Закипела на берегу стряпня, потянуло дымком от костров, закипела вода в ведрах и казанах, подвезенных на телеге; бывалые охотники сноровисто потрошили, ощипывали, палили птиц, резали на куски.

Постелили паласы. Василий Алексеевич был весел, мило шутил, сам подносил и охотникам, и казакам по стакану водки. Буранбая умиляла эта доброта Перовского, уважительное его обращение с подчиненными. С его соплеменниками-башкирами — охотниками и казаками — он разговаривал так же учтиво, как и со своими адъютантами-офицерами. Охотно и быстро Буранбай забыл, каким грубияном был зачастую губернатор, как унижал он бранью и насмешками даже старших офицеров, чиновников, как натравливал начальников кантонов на вольнодумных мулл, старшин, сотников, а потом лишь хитро щурился и усики подкручивал, услышав, сколько смутьянов-башкир отправлено в Сибирь… Запамятовал Буранбай и предостережения старика Ильмурзы.

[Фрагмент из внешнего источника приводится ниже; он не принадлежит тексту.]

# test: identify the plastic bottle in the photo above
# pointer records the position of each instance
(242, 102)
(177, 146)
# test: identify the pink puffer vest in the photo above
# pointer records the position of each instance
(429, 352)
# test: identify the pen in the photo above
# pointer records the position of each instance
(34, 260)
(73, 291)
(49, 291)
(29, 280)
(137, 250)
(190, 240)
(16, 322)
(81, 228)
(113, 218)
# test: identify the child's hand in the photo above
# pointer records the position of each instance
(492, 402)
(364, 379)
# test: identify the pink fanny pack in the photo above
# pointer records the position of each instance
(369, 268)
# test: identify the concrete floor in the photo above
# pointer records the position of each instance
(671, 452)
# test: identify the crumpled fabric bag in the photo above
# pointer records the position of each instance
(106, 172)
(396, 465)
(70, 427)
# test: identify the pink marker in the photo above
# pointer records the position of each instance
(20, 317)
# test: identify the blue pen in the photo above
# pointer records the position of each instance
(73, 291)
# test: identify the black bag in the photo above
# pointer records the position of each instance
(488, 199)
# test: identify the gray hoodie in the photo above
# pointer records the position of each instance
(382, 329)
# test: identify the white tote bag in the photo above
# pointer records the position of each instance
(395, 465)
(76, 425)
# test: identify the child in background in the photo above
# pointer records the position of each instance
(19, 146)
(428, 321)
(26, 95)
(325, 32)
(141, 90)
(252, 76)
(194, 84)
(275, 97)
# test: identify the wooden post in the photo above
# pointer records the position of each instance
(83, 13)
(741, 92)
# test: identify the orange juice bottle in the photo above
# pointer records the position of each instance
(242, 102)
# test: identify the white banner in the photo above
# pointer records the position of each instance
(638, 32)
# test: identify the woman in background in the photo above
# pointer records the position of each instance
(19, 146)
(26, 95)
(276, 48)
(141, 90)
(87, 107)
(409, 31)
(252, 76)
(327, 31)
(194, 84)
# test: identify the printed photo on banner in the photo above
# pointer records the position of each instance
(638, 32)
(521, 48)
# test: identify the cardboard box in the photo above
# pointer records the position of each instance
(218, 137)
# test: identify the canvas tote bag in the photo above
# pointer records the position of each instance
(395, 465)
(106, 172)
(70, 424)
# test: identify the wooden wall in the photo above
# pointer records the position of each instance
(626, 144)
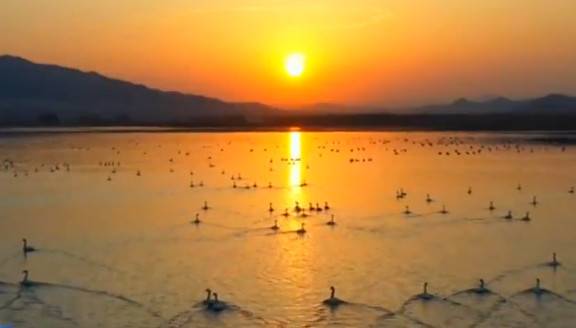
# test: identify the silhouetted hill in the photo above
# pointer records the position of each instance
(36, 94)
(551, 105)
(31, 92)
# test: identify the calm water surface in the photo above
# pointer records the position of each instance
(110, 215)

Понизив голос, он рассказывал губернатору о похождениях Пилатки в аулах.

— Что же вы мне сразу-то не сказали? — разгневался Василий Алексеевич. — Ну я ему покажу!..

После охоты пройдет две, три недели, и целый месяц минует, за это время губернатор не раз будет приглашать к себе Ивана Ивановича Филатова-Пилатку, посылать его с разными поручениями в кантоны, но угрозы своей не сдержит, опалы на него не наложит…

Забыл, забыл доверчивый Буранбай о пророчестве мудрого старца Ильмурзы, одряхлевшего, согнувшегося, но сохранившего остроту ума!..

А кураисты, пообедав, вскинули кураи — певучие тростиночки, завели победный, бурный, звенящий ударами сабель о щиты «Марш Перовского».

— Хор-рошо, — качал пышноволосой головой губернатор. — Удивительная музыка!.. Нет, решительно народ в музыке талантливее образованных, профессиональных композиторов.

Ночевать Перовский уехал на ближайшую заимку, а Буранбай постелил у костра кошму, поставил в головах седло, растянулся, накрывшись кафтаном.

Угли в костре дышали все медленнее, зарастая пушистым пеплом. Вскоре все вокруг затихло, слышалось только пофыркивание стреноженных лошадей, пасшихся на отаве, там, где ветер сдул снег, да скрипенье сучьев, трущихся друг о друга под напором ветра.

Едва ночная стужа выморозила хмель из головы, Буранбай раскаялся, что рассказал Перовскому о похождениях в кантоне Пилатки. Сдержит ли Василий Алексеевич обещание, накажет ли попечителя? Неведомо. А врага себе Буранбай нажил коварного, изворотливого, хитрого…

«Да, мудрено понять Перовского: вроде бы и добряк, а на дне души темно, мрачно!»